Nos organismes de recherche ont développé de nombreuses plateformes pour faciliter les interactions entre les unités de recherche, en interne ou avec des partenaires externes. Les principales limites proviennent des carrières de recherche qui reposent encore sur des parcours monodisciplinaires et, en général, de la manière dont les activités de recherche sont évaluées. À cet égard, la Coalition for Advancing Research Assessment (Coalition for Advancing Research Assessment) récemment lancée (COARA) pointe dans la bonne direction.

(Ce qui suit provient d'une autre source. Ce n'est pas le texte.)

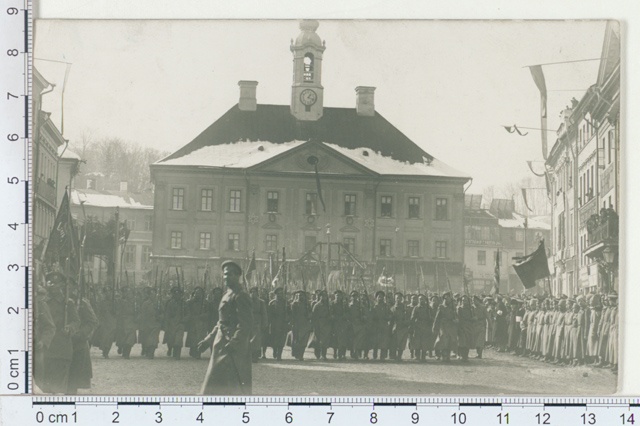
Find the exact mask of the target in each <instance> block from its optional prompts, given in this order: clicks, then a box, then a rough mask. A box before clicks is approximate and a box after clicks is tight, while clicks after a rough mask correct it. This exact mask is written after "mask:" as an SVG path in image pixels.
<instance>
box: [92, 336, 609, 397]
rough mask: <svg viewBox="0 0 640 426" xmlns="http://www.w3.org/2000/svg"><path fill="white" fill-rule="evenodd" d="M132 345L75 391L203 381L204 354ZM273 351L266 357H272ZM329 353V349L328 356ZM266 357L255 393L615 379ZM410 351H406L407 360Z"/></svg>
mask: <svg viewBox="0 0 640 426" xmlns="http://www.w3.org/2000/svg"><path fill="white" fill-rule="evenodd" d="M139 352H140V347H139V346H136V347H134V349H133V351H132V355H131V359H129V360H124V359H122V358H121V357H120V356H119V355H117V354H116V352H115V347H114V349H113V350H112V352H111V357H110V358H109V359H103V358H102V357H101V355H100V352H99V351H98V350H96V349H92V357H93V381H92V383H93V388H92V389H81V390H80V393H82V394H94V395H114V394H115V395H193V394H197V393H198V391H199V389H200V385H201V383H202V379H203V377H204V374H205V371H206V368H207V362H208V355H209V352H208V351H207V352H205V353H204V354H203V359H200V360H194V359H191V358H190V357H189V356H188V354H187V353H188V350H187V349H184V348H183V357H182V359H181V360H180V361H175V360H173V359H171V358H167V357H166V353H165V351H164V350H162V349H158V350H157V351H156V358H155V359H154V360H147V359H144V358H141V357H140V353H139ZM270 353H271V351H270V350H269V351H268V355H270ZM329 353H331V351H329ZM284 355H285V357H284V358H285V359H283V360H282V361H281V362H276V361H274V360H271V359H267V360H260V362H258V363H257V364H253V392H254V395H363V396H365V395H429V394H438V395H449V394H470V395H501V394H506V395H515V394H527V395H536V394H548V395H556V396H558V395H610V394H612V393H613V392H615V389H616V381H617V376H616V375H614V374H613V373H612V372H611V371H610V370H606V369H599V368H591V367H558V366H555V365H552V364H546V363H543V362H540V361H536V360H532V359H528V358H520V357H516V356H514V355H512V354H504V353H497V352H495V351H493V350H491V349H488V350H486V352H485V358H483V359H474V358H471V359H470V361H469V362H467V363H462V362H460V361H459V360H453V361H452V362H451V363H450V364H446V365H445V364H442V363H440V362H439V361H436V360H435V359H431V360H427V362H426V363H417V362H415V361H413V360H408V359H406V360H404V361H402V362H399V363H398V362H391V361H386V362H380V361H373V360H370V361H359V362H357V361H347V362H336V361H333V360H332V359H331V358H330V359H329V360H328V361H318V360H316V359H315V357H314V356H313V353H312V352H311V351H307V354H306V358H305V361H302V362H301V361H297V360H294V359H292V358H290V351H289V348H285V353H284ZM407 356H408V351H406V352H405V357H407Z"/></svg>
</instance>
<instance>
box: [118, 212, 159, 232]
mask: <svg viewBox="0 0 640 426" xmlns="http://www.w3.org/2000/svg"><path fill="white" fill-rule="evenodd" d="M124 222H125V223H126V225H127V229H128V230H130V231H137V230H138V229H136V226H137V222H136V220H135V219H125V220H124ZM144 231H153V216H152V215H145V217H144Z"/></svg>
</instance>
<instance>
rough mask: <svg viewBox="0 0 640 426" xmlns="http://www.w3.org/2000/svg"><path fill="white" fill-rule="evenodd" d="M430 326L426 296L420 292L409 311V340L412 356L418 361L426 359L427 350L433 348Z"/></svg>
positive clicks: (427, 351)
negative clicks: (430, 343) (416, 304)
mask: <svg viewBox="0 0 640 426" xmlns="http://www.w3.org/2000/svg"><path fill="white" fill-rule="evenodd" d="M432 327H433V321H432V318H431V311H430V309H429V304H428V302H427V296H425V295H424V294H421V295H420V296H418V304H417V305H416V306H415V307H414V308H413V310H412V311H411V328H412V331H411V342H412V344H413V350H414V358H415V359H417V360H418V361H421V362H424V361H426V359H427V352H428V351H430V350H433V349H432V348H431V346H430V342H431V340H432V339H431V328H432Z"/></svg>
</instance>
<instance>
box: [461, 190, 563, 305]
mask: <svg viewBox="0 0 640 426" xmlns="http://www.w3.org/2000/svg"><path fill="white" fill-rule="evenodd" d="M465 199H466V208H465V265H466V268H467V271H468V272H467V277H468V282H469V283H470V284H471V287H470V290H472V291H473V292H475V293H485V294H487V293H489V292H491V291H492V290H493V288H494V283H495V265H496V257H497V256H500V259H499V264H500V268H499V270H500V286H499V291H500V292H501V293H506V294H519V293H522V292H523V291H524V287H523V286H522V282H521V281H520V278H518V275H517V274H516V273H515V270H514V269H513V267H512V265H513V258H514V257H521V256H524V255H525V254H530V253H532V252H533V251H535V250H536V249H537V248H538V245H539V243H540V241H541V240H543V239H544V240H545V242H546V244H548V242H549V240H550V233H551V231H550V230H551V225H550V224H549V223H548V221H547V220H546V217H545V216H535V217H527V216H525V215H523V214H520V213H517V212H516V211H515V203H514V200H511V199H509V200H507V199H493V200H492V201H491V206H490V208H489V209H482V208H480V205H481V202H482V196H481V195H476V194H473V195H467V196H466V198H465ZM546 248H547V252H549V253H550V249H549V247H548V246H547V247H546ZM530 291H534V292H542V291H549V289H548V283H547V282H546V281H545V280H540V281H539V282H538V286H537V288H536V289H535V290H530Z"/></svg>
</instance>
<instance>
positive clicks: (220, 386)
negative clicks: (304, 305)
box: [198, 260, 253, 395]
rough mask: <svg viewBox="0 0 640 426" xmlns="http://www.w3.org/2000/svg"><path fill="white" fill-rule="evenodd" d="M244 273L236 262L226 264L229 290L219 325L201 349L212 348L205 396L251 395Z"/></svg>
mask: <svg viewBox="0 0 640 426" xmlns="http://www.w3.org/2000/svg"><path fill="white" fill-rule="evenodd" d="M241 275H242V269H241V268H240V265H238V264H237V263H235V262H233V261H229V260H228V261H226V262H223V263H222V277H223V281H224V284H225V286H226V288H227V291H226V293H225V294H224V296H223V297H222V300H221V301H220V307H219V320H218V325H217V326H216V327H214V329H213V330H212V331H211V333H209V335H207V337H205V339H204V340H202V341H201V342H200V343H199V344H198V347H199V349H200V351H201V352H204V351H205V350H207V349H208V348H209V347H210V346H211V342H213V348H212V351H211V358H210V360H209V367H208V368H207V373H206V375H205V378H204V383H203V384H202V389H201V392H200V393H201V394H202V395H251V386H252V381H251V347H250V344H249V339H250V338H251V327H252V324H253V318H252V317H253V313H252V309H251V297H250V296H249V295H248V294H247V292H245V291H244V290H242V286H241V285H240V276H241Z"/></svg>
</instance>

Le Papier central a souligné l'importance du « processus » scientifique, et celui-ci est d'une importance capitale.

Quel est votre dernier message ?

Nous en avons deux, un sur les leçons apprises et un sur les conseils. La leçon à retenir est qu’il existe de nombreuses expériences de recherche interdisciplinaires, tant parmi les bailleurs de fonds que parmi les chercheurs. Ces expériences visent à expérimenter de nouvelles formes de recherche. Le premier mot clé est donc « expérimentation ». Tandis que les chercheurs expérimentent dans leurs laboratoires, les organismes de recherche expérimentent également avec leurs instruments de financement et leurs plateformes interdisciplinaires. C’est un élément important de la manière dont la science peut progresser.

Deuxièmement, nous devons intensifier ces expériences. La crise climatique et la numérisation nécessitent une action immédiate et urgente. La recherche scientifique doit jouer son rôle.

Nous devons continuer à expérimenter de nouvelles façons de faire de la recherche et intensifier les activités inter/transdisciplinaires déjà en place.